Football, as we all know, is filthy rich – a huge multi-billion pound global business and a not altogether honest one, with bungs and bribes flying about like confetti. While the beautiful game is not my cup of char, there’s no denying the considerable passion it stirs. After a few difficult years in the shade, the Norwich City Football Team – known as the Canaries – have just been promoted to the English Premier League, the richest of them all, I’m told. The city threw a party to celebrate and thousands of devoted fans pitched up to cheer the team on as the boys in yellow and green paraded through the streets in an open-top bus. It was impossible not to be swept along by the enthusiasm, lighting up a very dull day. The boost to the club’s coffers – not to mention the players’ wages – and the local economy as a whole should be substantial. Well done, lads.

Knocking Up a Mock-Up

Regular pansyfans may recall that Springtime Books (that’s me and my partners in crime) are working on an anthology of expat stories about Turkey. A huge thank you to those who’ve contributed so far – the book is building very nicely. We’ve already got a fabulous, diverse selection of personal tales and reflections – from Istanbul to Gaziantep, from ‘Chickens in a Buick’ to ’Finding My Tribe in Turkey’, some humorous, some touching and all capturing a personal snapshot. All this means there’s a unique book in the making.

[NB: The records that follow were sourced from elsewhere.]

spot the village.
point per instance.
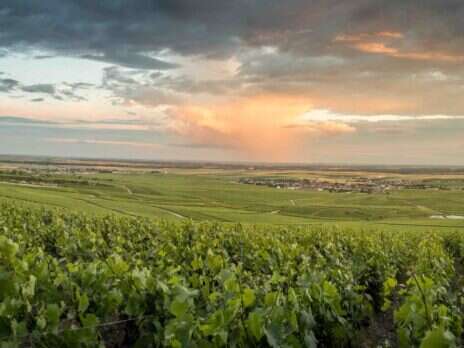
(358, 184)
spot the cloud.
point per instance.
(131, 60)
(7, 85)
(318, 115)
(135, 144)
(257, 127)
(44, 88)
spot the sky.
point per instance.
(353, 82)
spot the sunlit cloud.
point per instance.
(371, 43)
(103, 142)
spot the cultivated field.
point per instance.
(114, 255)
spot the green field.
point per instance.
(216, 195)
(121, 256)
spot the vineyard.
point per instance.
(81, 281)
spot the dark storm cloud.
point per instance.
(358, 50)
(106, 28)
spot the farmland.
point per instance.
(216, 194)
(122, 255)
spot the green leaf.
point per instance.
(53, 313)
(83, 303)
(255, 324)
(179, 307)
(438, 338)
(248, 297)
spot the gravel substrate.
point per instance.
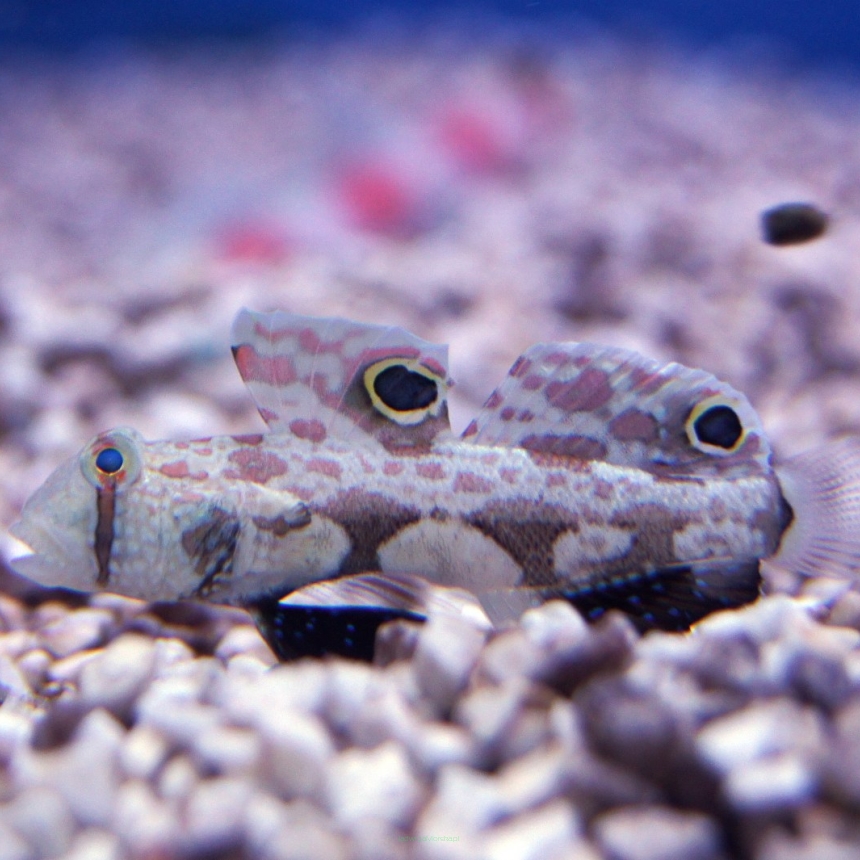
(491, 198)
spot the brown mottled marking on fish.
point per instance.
(106, 507)
(211, 544)
(280, 525)
(370, 519)
(527, 533)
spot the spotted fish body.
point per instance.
(591, 473)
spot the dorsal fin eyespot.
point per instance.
(329, 378)
(714, 425)
(604, 403)
(403, 390)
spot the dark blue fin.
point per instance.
(668, 598)
(293, 631)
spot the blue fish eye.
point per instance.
(109, 461)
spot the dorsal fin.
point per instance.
(604, 403)
(319, 378)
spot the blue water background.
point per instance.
(824, 34)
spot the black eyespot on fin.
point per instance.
(403, 390)
(719, 426)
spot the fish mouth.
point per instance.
(48, 562)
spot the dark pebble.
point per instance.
(793, 223)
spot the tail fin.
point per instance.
(822, 486)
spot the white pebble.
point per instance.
(511, 654)
(35, 666)
(94, 844)
(31, 810)
(118, 675)
(377, 782)
(12, 844)
(295, 749)
(89, 760)
(290, 831)
(15, 732)
(177, 779)
(226, 750)
(448, 648)
(244, 639)
(143, 752)
(773, 783)
(487, 712)
(761, 729)
(146, 824)
(554, 625)
(436, 744)
(657, 833)
(533, 779)
(215, 812)
(533, 835)
(295, 687)
(76, 630)
(465, 800)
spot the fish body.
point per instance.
(591, 473)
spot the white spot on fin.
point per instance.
(822, 486)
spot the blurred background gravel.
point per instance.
(539, 183)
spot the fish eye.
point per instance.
(714, 426)
(403, 390)
(112, 460)
(109, 460)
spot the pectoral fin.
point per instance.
(293, 631)
(667, 598)
(341, 616)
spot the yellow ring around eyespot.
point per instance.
(408, 417)
(700, 409)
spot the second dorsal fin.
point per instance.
(592, 402)
(321, 378)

So do keep your contributions coming in (see Turkey Anthology – What’s Your Story? for more info.) We’re about halfway there. I know many of you have some amazing personal stories to tell and, as this book is a ‘thank you to Turkey from expats past and present’, it would be particularly good to have some up-close-and-personal accounts of how Turkey and its people have affected you, touched you. Don’t worry if your idea isn’t fully-formed, just get something down on ‘paper’ and we can finesse it later.

The book is still untitled but to help visualise what it might eventually look like, I’ve got our designer to knock up a mock-up. It’s just an idea at this stage to be taken lightly but does hint at the kind of look and feel we’ll be going for.